Но я уже успел расслышать, что там звучал не мужской голос.
– Минуточку, – сказала Гретхен и протянула мне трубку.
Я был так взволнован, что не мог удержать трубку, она в самом деле просто выпала у меня из рук, к счастью, прямо на колени Гретхен; Гретхен взяла ее и поднесла к моему уху, и тогда я сказал:
– Алло, это ты?
– Да, – сказала она, – а ты, ты где?
– Я в Бонне, – ответил я. – Война кончилась – для меня.
– Господи, – сказала она. – Просто не верится. Нет, это неправда.
– Это правда, – сказал я. – Ты получила тогда мою открытку?
– Нет, – сказала она. – Какую открытку?
– Когда я попал в плен… нам тогда разрешили написать по открытке.
– Нет, – сказала она. – Вот уже восемь месяцев, как я ничего о тебе не знаю.
– Сволочи! – сказал я. – Проклятые сволочи!… Скажи мне только еще, где находится Кершенбах?
– Я… – она плакала так сильно, что не могла уже говорить, я слышал, как она всхлипывала и глотала слезы, пока, наконец, не прошептала: – Жди на вокзале в Бонне, я приеду за тобой.

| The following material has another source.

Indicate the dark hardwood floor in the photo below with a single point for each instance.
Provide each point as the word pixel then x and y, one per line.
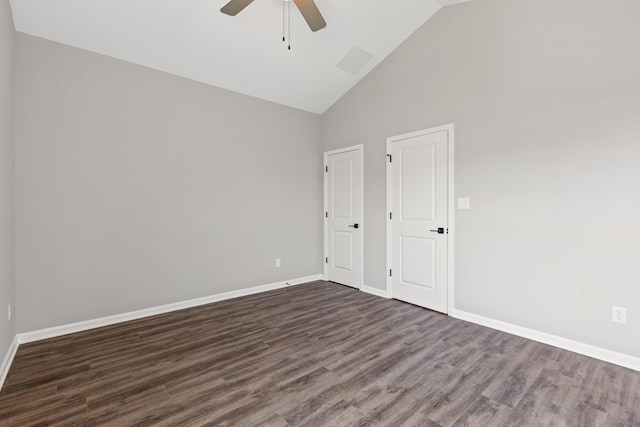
pixel 318 354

Больше я не слышал ее голоса, кто-то сказал еще что-то по-английски, но я не понял, что именно.
Гретхен поднесла трубку к своему уху, еще мгновение послушала и, наконец, положила ее, покачав головой. Я поглядел на нее и понял, что не могу уже предложить ей мыло. «Спасибо» сказать я ей тоже не мог, слово это показалось мне слишком глупым. Я беспомощно поднял руки и выбежал.
Я шел назад к вокзалу, и в ушах у меня звенел голос, в котором никогда не звучали брачные ноты.